Entre otros problemas importantes, ese estado de cosas hace que el sistema sea éticamente inviable y por lo tanto no creible.
Me parece que la idea de la interdependencia como núcleo del modo de vida democrático es interesante y debe elaborarse más, en particular en el contexto de la relación supervivencia-convivencia.
Bienvenida, querida Juliana, a Tribuna Democrática. La claridad de tu pensamiento encuentra un nuevo foro, desde el cual contribuir al crecimiento de esta corriente que busca elaborar alternativas democráticas, frente a este capitalismo voraz e inhumano de los TLC’s y las liberalizaciones.
Muy acertado el artículo, le he repartido en las listas en las que participo, debemos hacer conciencia de la trágica realidad de hoy. La claridad de la exposición merece un reconocimiento sincero.
Estimada Juliana, que placer escuchar tu pensamiento ahora por escrito.

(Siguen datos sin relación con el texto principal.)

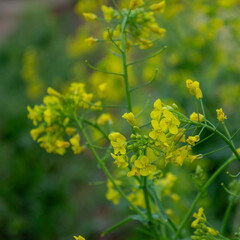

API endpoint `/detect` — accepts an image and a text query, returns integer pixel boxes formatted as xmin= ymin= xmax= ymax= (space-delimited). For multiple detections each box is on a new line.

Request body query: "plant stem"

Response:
xmin=191 ymin=122 xmax=240 ymax=161
xmin=121 ymin=12 xmax=132 ymax=112
xmin=74 ymin=115 xmax=147 ymax=219
xmin=143 ymin=177 xmax=160 ymax=240
xmin=221 ymin=197 xmax=236 ymax=235
xmin=174 ymin=157 xmax=236 ymax=240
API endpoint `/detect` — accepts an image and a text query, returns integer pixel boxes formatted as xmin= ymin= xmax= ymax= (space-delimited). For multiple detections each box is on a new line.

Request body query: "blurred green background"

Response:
xmin=0 ymin=0 xmax=240 ymax=240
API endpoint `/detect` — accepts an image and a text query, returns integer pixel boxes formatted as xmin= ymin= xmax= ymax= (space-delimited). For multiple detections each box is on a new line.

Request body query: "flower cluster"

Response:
xmin=109 ymin=99 xmax=200 ymax=177
xmin=216 ymin=108 xmax=227 ymax=123
xmin=83 ymin=0 xmax=166 ymax=49
xmin=27 ymin=83 xmax=103 ymax=155
xmin=186 ymin=79 xmax=203 ymax=99
xmin=191 ymin=208 xmax=219 ymax=240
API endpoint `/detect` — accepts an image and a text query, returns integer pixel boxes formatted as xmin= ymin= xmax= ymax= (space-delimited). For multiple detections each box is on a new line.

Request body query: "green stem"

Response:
xmin=143 ymin=177 xmax=160 ymax=240
xmin=221 ymin=197 xmax=236 ymax=235
xmin=121 ymin=14 xmax=132 ymax=112
xmin=74 ymin=115 xmax=147 ymax=219
xmin=191 ymin=122 xmax=240 ymax=161
xmin=174 ymin=157 xmax=236 ymax=240
xmin=223 ymin=122 xmax=235 ymax=147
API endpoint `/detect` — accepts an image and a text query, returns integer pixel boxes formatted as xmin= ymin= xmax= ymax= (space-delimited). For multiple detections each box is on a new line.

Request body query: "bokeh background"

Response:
xmin=0 ymin=0 xmax=240 ymax=240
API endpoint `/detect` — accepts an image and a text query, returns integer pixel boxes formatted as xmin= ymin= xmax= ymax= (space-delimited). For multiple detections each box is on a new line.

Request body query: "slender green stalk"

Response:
xmin=85 ymin=60 xmax=123 ymax=77
xmin=128 ymin=46 xmax=167 ymax=66
xmin=221 ymin=197 xmax=236 ymax=235
xmin=74 ymin=115 xmax=147 ymax=219
xmin=143 ymin=177 xmax=160 ymax=240
xmin=121 ymin=12 xmax=132 ymax=112
xmin=101 ymin=216 xmax=134 ymax=237
xmin=191 ymin=122 xmax=240 ymax=161
xmin=174 ymin=157 xmax=236 ymax=240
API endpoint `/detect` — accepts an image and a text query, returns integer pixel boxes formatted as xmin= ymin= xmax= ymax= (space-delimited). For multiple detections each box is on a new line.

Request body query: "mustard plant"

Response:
xmin=28 ymin=0 xmax=240 ymax=240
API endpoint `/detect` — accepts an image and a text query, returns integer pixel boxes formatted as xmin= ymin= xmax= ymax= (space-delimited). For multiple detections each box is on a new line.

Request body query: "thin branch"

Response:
xmin=127 ymin=46 xmax=167 ymax=66
xmin=129 ymin=68 xmax=159 ymax=92
xmin=85 ymin=60 xmax=124 ymax=77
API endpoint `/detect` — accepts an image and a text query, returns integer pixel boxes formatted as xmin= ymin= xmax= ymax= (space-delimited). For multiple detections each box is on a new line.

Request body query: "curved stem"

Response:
xmin=174 ymin=157 xmax=236 ymax=240
xmin=143 ymin=177 xmax=160 ymax=240
xmin=121 ymin=11 xmax=132 ymax=112
xmin=74 ymin=115 xmax=147 ymax=219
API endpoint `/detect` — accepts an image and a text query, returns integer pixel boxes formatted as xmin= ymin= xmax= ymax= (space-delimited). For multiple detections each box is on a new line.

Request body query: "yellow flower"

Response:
xmin=162 ymin=110 xmax=180 ymax=134
xmin=102 ymin=5 xmax=115 ymax=22
xmin=83 ymin=13 xmax=97 ymax=21
xmin=190 ymin=112 xmax=204 ymax=122
xmin=216 ymin=108 xmax=227 ymax=123
xmin=65 ymin=127 xmax=77 ymax=136
xmin=43 ymin=108 xmax=54 ymax=125
xmin=69 ymin=134 xmax=84 ymax=154
xmin=187 ymin=135 xmax=200 ymax=146
xmin=139 ymin=38 xmax=152 ymax=49
xmin=122 ymin=112 xmax=137 ymax=126
xmin=150 ymin=24 xmax=166 ymax=37
xmin=73 ymin=235 xmax=85 ymax=240
xmin=85 ymin=37 xmax=98 ymax=46
xmin=191 ymin=208 xmax=206 ymax=228
xmin=91 ymin=101 xmax=102 ymax=111
xmin=150 ymin=1 xmax=166 ymax=12
xmin=106 ymin=180 xmax=121 ymax=204
xmin=30 ymin=125 xmax=44 ymax=141
xmin=97 ymin=113 xmax=112 ymax=125
xmin=150 ymin=99 xmax=162 ymax=120
xmin=82 ymin=93 xmax=93 ymax=109
xmin=207 ymin=227 xmax=218 ymax=236
xmin=149 ymin=120 xmax=167 ymax=142
xmin=134 ymin=156 xmax=156 ymax=176
xmin=47 ymin=87 xmax=61 ymax=97
xmin=129 ymin=0 xmax=144 ymax=10
xmin=108 ymin=132 xmax=127 ymax=154
xmin=186 ymin=79 xmax=203 ymax=99
xmin=111 ymin=153 xmax=128 ymax=168
xmin=97 ymin=82 xmax=107 ymax=99
xmin=27 ymin=105 xmax=43 ymax=126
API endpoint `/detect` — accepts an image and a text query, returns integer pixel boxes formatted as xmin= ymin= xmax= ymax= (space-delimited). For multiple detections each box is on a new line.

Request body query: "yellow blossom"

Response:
xmin=162 ymin=110 xmax=180 ymax=134
xmin=43 ymin=108 xmax=53 ymax=125
xmin=83 ymin=13 xmax=97 ymax=21
xmin=91 ymin=101 xmax=102 ymax=111
xmin=108 ymin=132 xmax=127 ymax=154
xmin=106 ymin=180 xmax=121 ymax=204
xmin=150 ymin=1 xmax=166 ymax=12
xmin=85 ymin=37 xmax=98 ymax=46
xmin=102 ymin=5 xmax=115 ymax=22
xmin=151 ymin=24 xmax=166 ymax=37
xmin=190 ymin=112 xmax=204 ymax=122
xmin=134 ymin=156 xmax=156 ymax=176
xmin=73 ymin=235 xmax=85 ymax=240
xmin=186 ymin=79 xmax=203 ymax=99
xmin=30 ymin=125 xmax=44 ymax=141
xmin=97 ymin=113 xmax=112 ymax=125
xmin=187 ymin=135 xmax=200 ymax=146
xmin=216 ymin=108 xmax=227 ymax=123
xmin=191 ymin=208 xmax=206 ymax=228
xmin=111 ymin=153 xmax=128 ymax=168
xmin=65 ymin=127 xmax=77 ymax=136
xmin=129 ymin=0 xmax=144 ymax=10
xmin=150 ymin=99 xmax=162 ymax=120
xmin=97 ymin=82 xmax=107 ymax=99
xmin=47 ymin=87 xmax=61 ymax=97
xmin=122 ymin=112 xmax=137 ymax=126
xmin=139 ymin=38 xmax=152 ymax=49
xmin=69 ymin=134 xmax=84 ymax=154
xmin=82 ymin=93 xmax=93 ymax=108
xmin=149 ymin=120 xmax=167 ymax=142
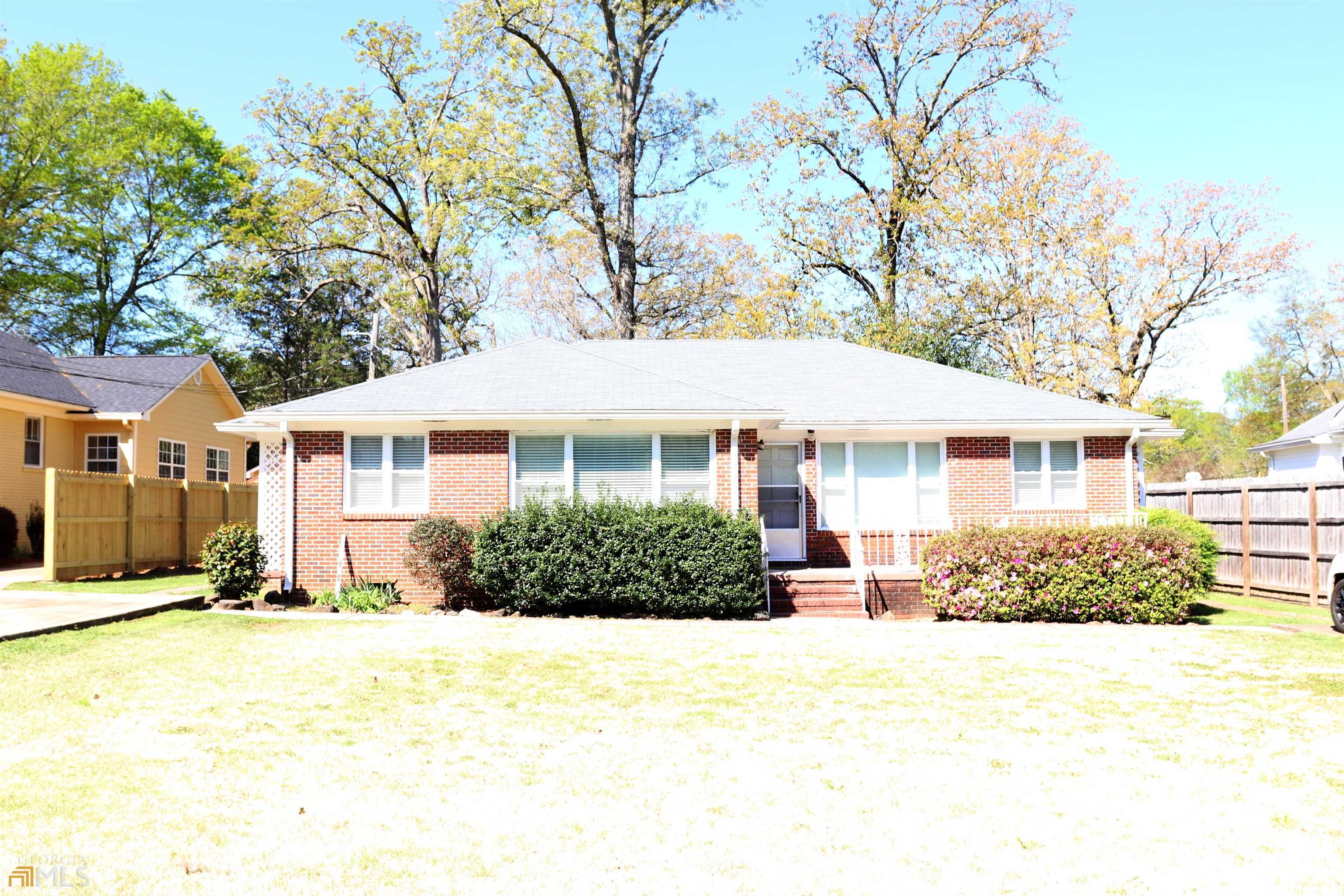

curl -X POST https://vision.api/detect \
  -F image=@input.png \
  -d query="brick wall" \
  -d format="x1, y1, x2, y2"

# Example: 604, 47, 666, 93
294, 431, 508, 603
714, 430, 761, 513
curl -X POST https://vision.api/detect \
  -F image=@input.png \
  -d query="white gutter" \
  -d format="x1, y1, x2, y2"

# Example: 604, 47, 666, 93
728, 420, 742, 513
280, 420, 294, 591
1125, 426, 1138, 513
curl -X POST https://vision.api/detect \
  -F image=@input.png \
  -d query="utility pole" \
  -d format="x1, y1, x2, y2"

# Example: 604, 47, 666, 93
1278, 374, 1288, 433
368, 308, 379, 384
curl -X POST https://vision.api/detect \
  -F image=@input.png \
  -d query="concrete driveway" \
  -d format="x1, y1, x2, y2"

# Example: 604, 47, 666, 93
0, 591, 203, 641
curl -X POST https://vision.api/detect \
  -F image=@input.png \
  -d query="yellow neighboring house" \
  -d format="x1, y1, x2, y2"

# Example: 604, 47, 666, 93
0, 333, 247, 550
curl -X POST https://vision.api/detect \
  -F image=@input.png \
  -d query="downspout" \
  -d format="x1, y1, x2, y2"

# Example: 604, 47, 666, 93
280, 420, 294, 591
728, 420, 742, 513
1125, 427, 1138, 513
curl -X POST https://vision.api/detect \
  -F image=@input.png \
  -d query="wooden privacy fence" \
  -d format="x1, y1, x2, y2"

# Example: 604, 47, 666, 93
1145, 478, 1344, 605
43, 468, 257, 580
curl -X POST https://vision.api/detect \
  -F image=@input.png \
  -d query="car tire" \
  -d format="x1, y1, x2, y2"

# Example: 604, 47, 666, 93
1330, 579, 1344, 634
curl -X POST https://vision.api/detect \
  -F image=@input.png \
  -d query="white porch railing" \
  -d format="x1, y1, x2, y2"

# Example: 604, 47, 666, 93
850, 513, 1148, 575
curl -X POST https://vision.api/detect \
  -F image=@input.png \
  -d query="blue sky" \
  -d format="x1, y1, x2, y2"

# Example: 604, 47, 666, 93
0, 0, 1344, 406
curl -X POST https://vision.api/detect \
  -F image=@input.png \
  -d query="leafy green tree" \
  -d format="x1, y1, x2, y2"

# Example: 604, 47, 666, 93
7, 44, 242, 355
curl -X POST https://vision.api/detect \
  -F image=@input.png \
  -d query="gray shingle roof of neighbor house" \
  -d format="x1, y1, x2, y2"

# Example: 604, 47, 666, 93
1246, 402, 1344, 452
248, 337, 1165, 427
0, 333, 210, 414
55, 355, 210, 414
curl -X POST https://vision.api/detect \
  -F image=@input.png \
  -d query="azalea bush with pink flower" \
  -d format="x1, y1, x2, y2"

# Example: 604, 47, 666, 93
920, 527, 1203, 625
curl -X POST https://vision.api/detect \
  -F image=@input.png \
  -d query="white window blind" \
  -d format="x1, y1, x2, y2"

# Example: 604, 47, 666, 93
819, 442, 854, 531
514, 435, 564, 504
1012, 439, 1085, 508
346, 435, 429, 512
574, 435, 653, 501
158, 439, 187, 480
23, 416, 42, 466
854, 442, 910, 527
206, 447, 228, 482
660, 433, 710, 501
915, 442, 948, 520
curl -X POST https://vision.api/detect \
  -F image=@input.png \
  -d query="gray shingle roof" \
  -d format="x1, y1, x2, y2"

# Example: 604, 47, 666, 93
0, 333, 93, 407
0, 333, 210, 414
263, 337, 777, 415
250, 339, 1161, 427
579, 340, 1161, 426
1246, 402, 1344, 452
55, 355, 210, 414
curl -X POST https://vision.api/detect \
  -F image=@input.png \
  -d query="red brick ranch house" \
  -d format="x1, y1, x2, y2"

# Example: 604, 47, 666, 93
218, 339, 1177, 615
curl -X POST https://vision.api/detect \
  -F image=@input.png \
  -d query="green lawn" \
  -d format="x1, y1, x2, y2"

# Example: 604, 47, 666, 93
0, 611, 1344, 895
7, 571, 210, 594
1190, 591, 1330, 626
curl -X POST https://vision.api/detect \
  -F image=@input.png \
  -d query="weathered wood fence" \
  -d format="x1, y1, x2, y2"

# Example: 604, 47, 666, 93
1145, 478, 1344, 605
43, 468, 257, 580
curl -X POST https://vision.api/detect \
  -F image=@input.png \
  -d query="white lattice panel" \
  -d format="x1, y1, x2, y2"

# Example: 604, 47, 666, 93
257, 442, 286, 570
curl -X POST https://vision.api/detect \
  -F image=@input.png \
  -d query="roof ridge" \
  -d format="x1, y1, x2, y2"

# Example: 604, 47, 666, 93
553, 340, 782, 411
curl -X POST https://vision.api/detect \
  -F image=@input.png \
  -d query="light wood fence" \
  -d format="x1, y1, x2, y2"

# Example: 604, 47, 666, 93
1145, 478, 1344, 605
43, 468, 257, 580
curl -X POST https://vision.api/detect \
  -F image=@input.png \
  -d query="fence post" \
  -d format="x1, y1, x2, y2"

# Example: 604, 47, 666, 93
42, 466, 59, 582
178, 480, 191, 567
1306, 480, 1321, 607
126, 473, 136, 572
1242, 485, 1251, 598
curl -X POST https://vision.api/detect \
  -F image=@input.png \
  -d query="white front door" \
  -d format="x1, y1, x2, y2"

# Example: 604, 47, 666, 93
757, 443, 802, 560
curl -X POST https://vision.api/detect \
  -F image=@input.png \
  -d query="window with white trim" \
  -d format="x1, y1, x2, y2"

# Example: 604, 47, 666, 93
1012, 439, 1085, 509
817, 441, 948, 531
346, 435, 429, 513
23, 416, 42, 466
512, 433, 714, 507
158, 439, 187, 480
85, 435, 121, 473
206, 446, 228, 482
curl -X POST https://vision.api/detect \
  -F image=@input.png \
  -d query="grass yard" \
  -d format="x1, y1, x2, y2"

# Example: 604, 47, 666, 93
0, 611, 1344, 895
7, 570, 210, 594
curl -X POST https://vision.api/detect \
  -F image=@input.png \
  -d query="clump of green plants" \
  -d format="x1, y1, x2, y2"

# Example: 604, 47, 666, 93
402, 516, 476, 605
472, 496, 765, 619
920, 527, 1204, 623
311, 579, 402, 612
1148, 508, 1222, 591
200, 522, 266, 600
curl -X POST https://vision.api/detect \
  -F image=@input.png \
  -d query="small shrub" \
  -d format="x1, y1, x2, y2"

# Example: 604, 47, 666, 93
321, 579, 402, 612
200, 522, 266, 600
1148, 508, 1220, 591
472, 496, 765, 619
23, 501, 47, 560
402, 516, 476, 603
922, 527, 1203, 623
0, 508, 19, 560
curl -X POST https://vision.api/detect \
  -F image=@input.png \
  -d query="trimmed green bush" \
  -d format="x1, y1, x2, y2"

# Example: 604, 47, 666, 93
402, 516, 476, 603
472, 496, 765, 619
312, 579, 402, 612
0, 508, 19, 560
200, 522, 266, 600
922, 527, 1203, 623
1148, 508, 1220, 591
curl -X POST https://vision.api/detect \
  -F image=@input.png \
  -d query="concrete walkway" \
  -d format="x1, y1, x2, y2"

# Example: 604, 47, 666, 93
0, 591, 203, 641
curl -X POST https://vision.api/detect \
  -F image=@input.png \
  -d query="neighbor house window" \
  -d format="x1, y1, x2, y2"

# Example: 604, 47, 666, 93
817, 441, 948, 531
85, 435, 121, 473
23, 416, 42, 466
346, 435, 429, 512
1012, 439, 1083, 509
512, 433, 714, 505
206, 447, 228, 482
158, 439, 187, 480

Me recordò, tu artículo, un poco la forma de pensar de mi querido profesor de radio Daniel Viglietti, Te felicito y nos vemos en la Radio.
La desigualdad en esta sociedad es parte intrinseca de la democracia, esta esta formulada para que exista y se reproduzca. No se porque cuesta tanto verlo, si es evidente. La estructura misma de la democracia, con sus leyes, sus mecanismos de representacion, su sistema de reproduccion educativa, todo, es para simplemente reproducir una sociedad desigual. Si hay dos casos como Uruguay y Cuba es porque son excepciones, el resto de america latina y el mundo esta literalmente comiendo m…. Hay que ver la democracia no solo a escala local, nacional, sino a escala mundial. O acaso no es evidente la desigualdad entre naciones democraticas en este mundo? De que sirve que hayan unas pocas naciones democraticas equitativas si el resto estan en la miseria. El planteo debe ser de lo global a lo local, el sistema esta podrido desde lo global, y se reproduce en lo local. Buen articulo, pero no vamos a resolver nada con la democracia y las leyes, las constituciones, que solo favorecen a unos pocos, y siguen el mandato global democratico.
Refresca mucho leer por aquí a Juliana. Me parece una voz muy seria digna de escuchar con atención.